O Legislativo deu, então, sua contribuição para a lambança. A toque de caixa, contrariando o moroso ritmo habitual do trâmite legislativo, um projeto de autoria de 26 deputados federais foi aprovado na Câmara e no Senado. Os parlamentares não o discutiram nem deram ouvidos a especialistas cônscios dos riscos que correm pacientes que abandonem tratamentos e remédios já testados para adotar outro, sobre cujos efeitos no combate à gravíssima moléstia, ou colaterais no organismo, não há nenhuma comprovação científica.

A Lei 13.269 de 2016 foi sancionada sem nenhum veto da presidente da República, que não deu a mínima importância para as advertências feitas por autoridades e especialistas em saúde. Dilma Rousseff não levou em conta nenhum dos argumentos deles, como o fato de a tal pílula só ter sido testada em camundongos, nunca em humanos. De acordo com técnicos do Ministério de Ciência, Tecnologia e Inovação (MCTI), esta não se mostrou pura nem eficaz contra o câncer em testes in vitro. E, açodados, Legislativo, Executivo e Judiciário não esperaram a conclusão de testes clínicos feitos no Instituto do Câncer do Estado de São Paulo (Icesp).

O empenho em atender ao clamor dos pacientes não justifica o açodamento. Os legisladores só pensaram nos votos que podem ganhar nas próximas eleições com a divulgação de seu apoio à aprovação da lei. Dilma não levou em conta o risco de vida dos pacientes, sobre o qual foi alertada pela Agência Nacional de Vigilância Sanitária (Anvisa).

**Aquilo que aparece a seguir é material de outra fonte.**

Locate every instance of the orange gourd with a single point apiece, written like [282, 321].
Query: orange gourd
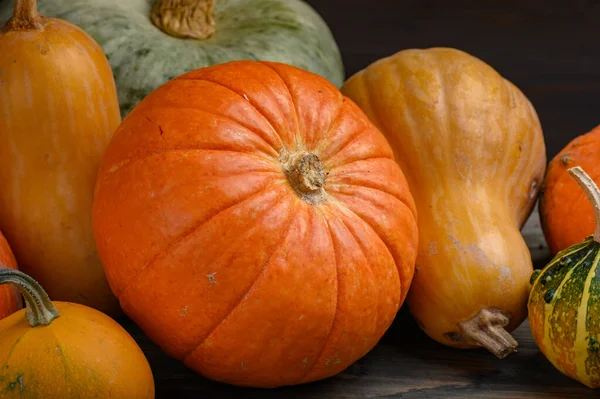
[566, 214]
[61, 350]
[253, 222]
[10, 299]
[472, 149]
[58, 110]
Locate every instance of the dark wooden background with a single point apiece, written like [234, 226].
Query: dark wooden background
[550, 49]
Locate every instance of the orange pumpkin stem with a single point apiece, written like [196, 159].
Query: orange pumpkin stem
[25, 17]
[40, 309]
[486, 329]
[592, 192]
[185, 18]
[306, 174]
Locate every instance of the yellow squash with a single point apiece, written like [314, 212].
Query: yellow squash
[58, 110]
[472, 149]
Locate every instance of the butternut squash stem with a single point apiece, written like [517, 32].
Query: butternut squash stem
[25, 17]
[486, 329]
[185, 18]
[40, 309]
[593, 193]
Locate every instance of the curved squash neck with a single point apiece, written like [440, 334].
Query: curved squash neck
[193, 19]
[25, 17]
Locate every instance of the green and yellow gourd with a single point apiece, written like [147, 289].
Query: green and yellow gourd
[564, 303]
[149, 42]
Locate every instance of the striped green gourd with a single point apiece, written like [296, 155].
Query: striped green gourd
[564, 303]
[143, 56]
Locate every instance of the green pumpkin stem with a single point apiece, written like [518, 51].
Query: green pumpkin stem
[185, 18]
[593, 193]
[25, 17]
[40, 309]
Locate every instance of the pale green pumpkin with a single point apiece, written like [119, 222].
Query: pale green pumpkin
[144, 57]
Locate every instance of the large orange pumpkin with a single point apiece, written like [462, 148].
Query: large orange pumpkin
[566, 214]
[253, 222]
[10, 298]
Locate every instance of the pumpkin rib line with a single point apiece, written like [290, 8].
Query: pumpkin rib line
[224, 117]
[353, 138]
[188, 233]
[325, 137]
[345, 206]
[14, 345]
[299, 143]
[249, 102]
[64, 360]
[337, 301]
[261, 273]
[407, 206]
[129, 161]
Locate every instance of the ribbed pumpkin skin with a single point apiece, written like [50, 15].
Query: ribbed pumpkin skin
[566, 215]
[143, 57]
[569, 338]
[10, 298]
[58, 110]
[471, 147]
[215, 255]
[81, 354]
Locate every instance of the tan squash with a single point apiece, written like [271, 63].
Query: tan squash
[472, 149]
[58, 110]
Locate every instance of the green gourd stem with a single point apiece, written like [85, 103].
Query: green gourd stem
[593, 193]
[40, 309]
[486, 329]
[185, 18]
[25, 17]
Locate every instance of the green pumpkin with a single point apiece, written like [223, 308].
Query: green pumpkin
[144, 57]
[564, 303]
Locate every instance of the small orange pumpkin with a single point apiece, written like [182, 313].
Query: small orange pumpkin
[253, 222]
[61, 350]
[10, 299]
[566, 214]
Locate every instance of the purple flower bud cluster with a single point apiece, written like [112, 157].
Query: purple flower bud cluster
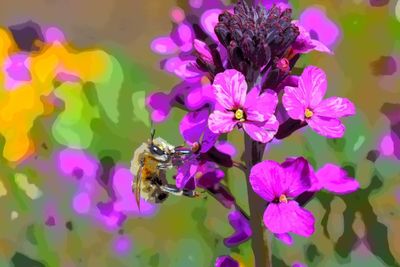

Emília Curi, titular do Ministério de Ciência, Tecnologia e Inovação, interina como vários colegas na Esplanada dos Ministérios na atual quadra política, disse que a sanção presidencial é uma reação à “comoção da sociedade”. A Anvisa, porém, recorrerá à Justiça, na esperança de que o STF perceba que não há nenhum motivo lógico para tanta precipitação em assunto de tal gravidade. Como advertiu em nota, o Conselho Federal de Medicina não recomenda a “pílula do câncer”, pelo menos até que a eficácia e a segurança dela sejam reconhecidas em pesquisas científicas abalizadas. Que mal haverá em esperar um pouco mais?